Cinq épisodes jusqu’à date. Mon verdict : David Lynch est un génie, un maître qui inocule du virus de l’étrange le terre à terre du tissu social, un magicien qui fait dévier le feuilleton mélo dans les allées insolites du surréalisme et qui souvent le fait déraper dans les couloirs lugubres du cauchemard.
The Return répondra-t-il aux questions laissées sans réponses il y a 25 ans? J’en doute. Lynch, avec son complice Mark Frost, nous entraîne encore plus loin en territoire trouble.
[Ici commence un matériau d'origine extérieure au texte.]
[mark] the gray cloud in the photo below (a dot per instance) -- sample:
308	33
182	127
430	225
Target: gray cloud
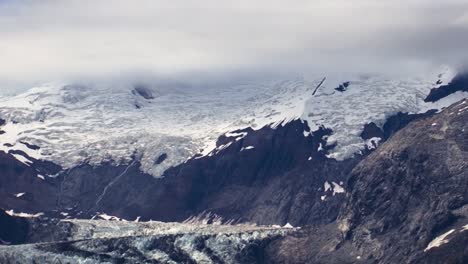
49	40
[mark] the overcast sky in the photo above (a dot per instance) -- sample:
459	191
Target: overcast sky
53	40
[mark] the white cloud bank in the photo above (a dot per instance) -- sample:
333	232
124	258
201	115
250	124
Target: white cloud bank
49	40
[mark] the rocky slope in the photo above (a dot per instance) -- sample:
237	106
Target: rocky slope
406	202
400	197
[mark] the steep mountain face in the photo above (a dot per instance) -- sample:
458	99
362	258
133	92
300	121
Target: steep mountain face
411	190
406	202
370	171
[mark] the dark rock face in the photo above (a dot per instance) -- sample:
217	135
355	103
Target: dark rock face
393	124
143	91
270	176
279	179
411	190
459	83
343	87
13	230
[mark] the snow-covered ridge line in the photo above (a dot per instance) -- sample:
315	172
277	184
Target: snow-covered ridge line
72	124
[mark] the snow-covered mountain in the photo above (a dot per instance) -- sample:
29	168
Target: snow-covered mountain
163	126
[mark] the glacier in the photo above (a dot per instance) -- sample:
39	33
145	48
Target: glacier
72	124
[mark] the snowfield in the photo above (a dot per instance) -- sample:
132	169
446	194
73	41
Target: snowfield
74	124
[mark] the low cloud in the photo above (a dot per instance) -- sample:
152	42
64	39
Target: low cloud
59	40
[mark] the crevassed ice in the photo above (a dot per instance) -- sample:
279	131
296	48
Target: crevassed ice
73	124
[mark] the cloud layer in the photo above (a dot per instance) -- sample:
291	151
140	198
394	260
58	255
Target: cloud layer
49	40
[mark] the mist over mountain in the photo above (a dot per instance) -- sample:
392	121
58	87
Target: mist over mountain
324	131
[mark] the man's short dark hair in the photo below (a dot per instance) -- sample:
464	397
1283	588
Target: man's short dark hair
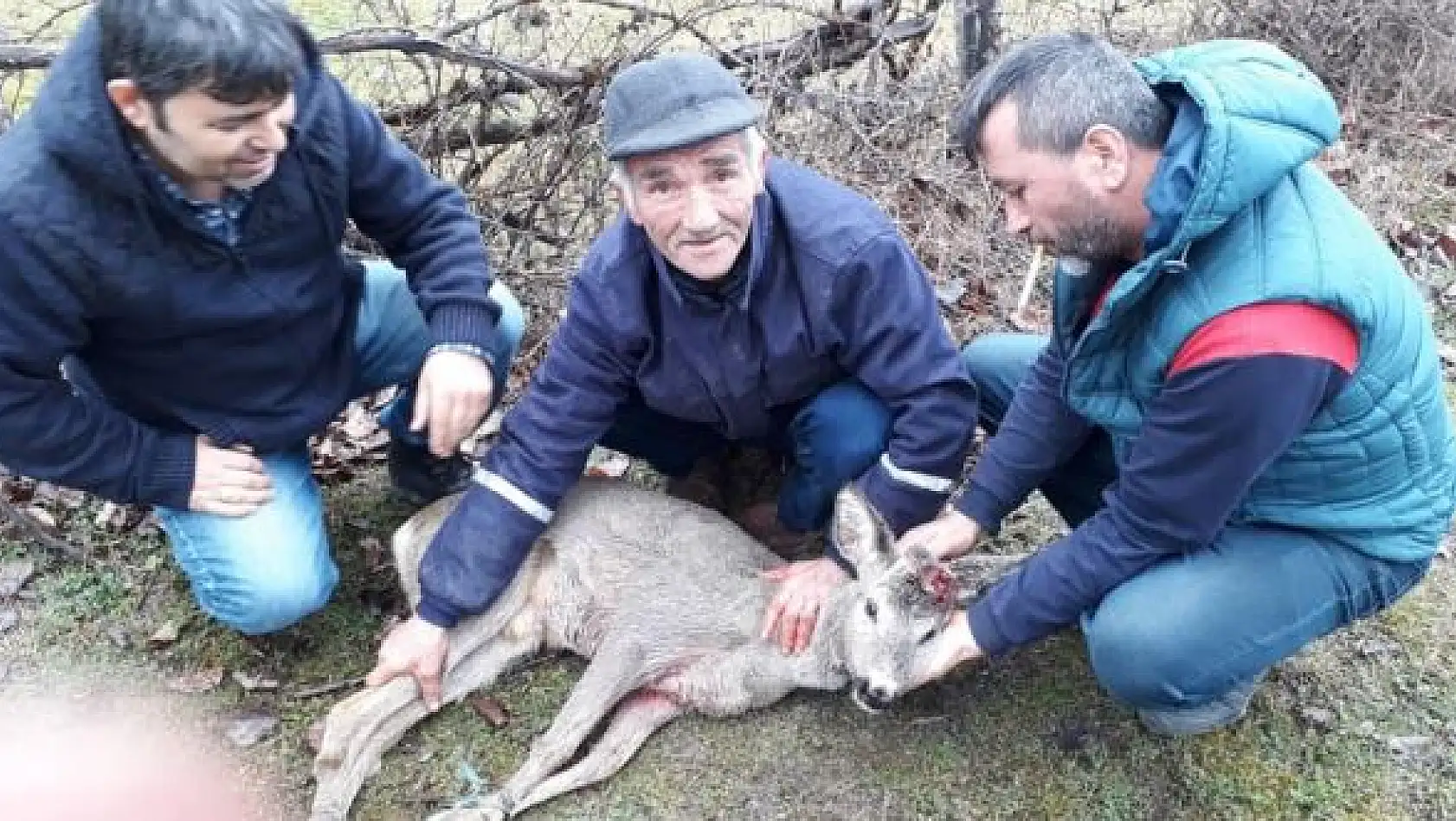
1063	85
236	51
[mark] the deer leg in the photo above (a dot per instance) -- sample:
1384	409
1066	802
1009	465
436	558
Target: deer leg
367	724
640	716
615	670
Dès le premier épisode la série contient suffisamment de pirouettes, de revirements et de nouvelles intrigues greffées aux anciennes pour satisfaire les fans les plus purs. De nouveaux personnages côtoient les personnages familiers, maintenant vieillis et ridés. De longues scènes où il n’arrive rien s’étirent dans un silence menaçant. Des scènes bizarres livrées en stop-motion égrènent des indices incompréhensibles. Des scènes normales ponctuées de dialogues ordinaires glissent vers le baroque et l’inusité ou se heurtent avec violence au mur implacable du réalisme (ainsi, dans le cinquième épisode, une scène puissante, brutale, insoutenable de vérité, qu’on voit venir avec angoisse, vous dirai pas laquelle).
The Return n’est pas un retour nostalgique vers le passé. C’est au contraire la continuation d’une descente vertigineuse dans l’univers excentrique de son créateur.